Incredible, but true.
As far as can be ascertained, on or about 8 March 1951, eighteen crates were found in bushes alongside a beach at Ilbarritz, just south of Biarritz, in Basque country, a hop and a skip away from the Franco-Spanish border and from the town of San Sebastian. The crates were turned over to local police who called in Customs who, in turn, summoned Pierre Labrouche, director of the Musée Bonnat in Bayonne, to inspect the crates and give his professional assessment as to quality, value, and origin. Mr. Labrouche would only comment on the sixteen paintings that were housed in two large crates, some of which were of fairly decent quality. The rest of the items, he professed, fell outside his area of expertise since they were mostly decorative objects, like clocks, porcelain and other objets d’art.
Upon closer examination, one of the paintings yielded a clue as to the origin of the crates. An oil by a German artist, Boettger, it had been exhibited in Munich in 1942. Another indication on the back of the painting pointed to the Obersalzberg at Berchtesgaden.

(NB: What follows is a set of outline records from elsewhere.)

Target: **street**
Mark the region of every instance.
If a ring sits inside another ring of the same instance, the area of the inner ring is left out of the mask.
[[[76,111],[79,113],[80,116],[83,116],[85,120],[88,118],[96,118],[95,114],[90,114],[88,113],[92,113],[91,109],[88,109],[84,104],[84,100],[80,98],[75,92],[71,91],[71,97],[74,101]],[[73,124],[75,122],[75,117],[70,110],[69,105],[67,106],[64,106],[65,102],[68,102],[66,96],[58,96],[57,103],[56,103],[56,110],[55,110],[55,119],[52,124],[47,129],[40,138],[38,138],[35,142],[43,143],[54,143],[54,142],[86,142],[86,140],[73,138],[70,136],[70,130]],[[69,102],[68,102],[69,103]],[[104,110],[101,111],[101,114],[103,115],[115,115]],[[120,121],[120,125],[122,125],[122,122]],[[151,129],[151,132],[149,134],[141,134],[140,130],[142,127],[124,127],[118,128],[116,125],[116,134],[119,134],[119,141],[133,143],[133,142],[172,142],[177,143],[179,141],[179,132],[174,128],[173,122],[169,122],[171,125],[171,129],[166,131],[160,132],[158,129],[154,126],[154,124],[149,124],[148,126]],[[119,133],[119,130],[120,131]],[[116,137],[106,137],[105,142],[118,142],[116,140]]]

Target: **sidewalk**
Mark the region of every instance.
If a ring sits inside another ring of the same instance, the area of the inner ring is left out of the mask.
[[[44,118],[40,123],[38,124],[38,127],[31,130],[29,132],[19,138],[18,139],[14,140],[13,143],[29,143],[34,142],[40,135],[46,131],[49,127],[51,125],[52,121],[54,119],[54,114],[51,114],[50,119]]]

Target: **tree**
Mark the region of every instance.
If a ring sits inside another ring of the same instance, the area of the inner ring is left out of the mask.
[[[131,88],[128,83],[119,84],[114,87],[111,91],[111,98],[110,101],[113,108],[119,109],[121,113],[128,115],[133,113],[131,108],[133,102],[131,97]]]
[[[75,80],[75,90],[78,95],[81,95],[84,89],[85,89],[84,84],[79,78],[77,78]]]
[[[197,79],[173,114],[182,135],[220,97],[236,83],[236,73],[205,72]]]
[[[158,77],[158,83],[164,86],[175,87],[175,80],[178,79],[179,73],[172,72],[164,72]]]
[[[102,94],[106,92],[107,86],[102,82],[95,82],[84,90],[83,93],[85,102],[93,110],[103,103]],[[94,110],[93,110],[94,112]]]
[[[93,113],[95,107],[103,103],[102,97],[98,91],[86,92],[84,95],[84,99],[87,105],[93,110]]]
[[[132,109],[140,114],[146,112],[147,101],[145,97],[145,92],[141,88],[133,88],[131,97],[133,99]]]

In April and May 1945, American troops had liberated Berchtesgaden and Münich, stumbling upon troves of looted art. The French Foreign Affairs Ministry’s art recovery specialists, and, in particular, Ms. Rose Valland, speculated that the painting and the other items had been plundered from the main Nazi loot depots in and around Munich, and that some of the items had belonged to Martin Bormann. According to Ms. Valland, there had been significant acts of plunder committed by local laborers at the Führerbau in Munich and in Berchtesgaden before the arrival of American troops there. It could be that some of the thieves made off with the loot, crated it, and planned on crossing into Spain with it.
Why those 18 crates ended up in bushes overlooking a white sand beach south of Biarritz will never be known. As to the owners of the plundered items in those crates, the mystery will endure since no inventory of Martin Bormann's collection survived the war, assuming that one even did exist.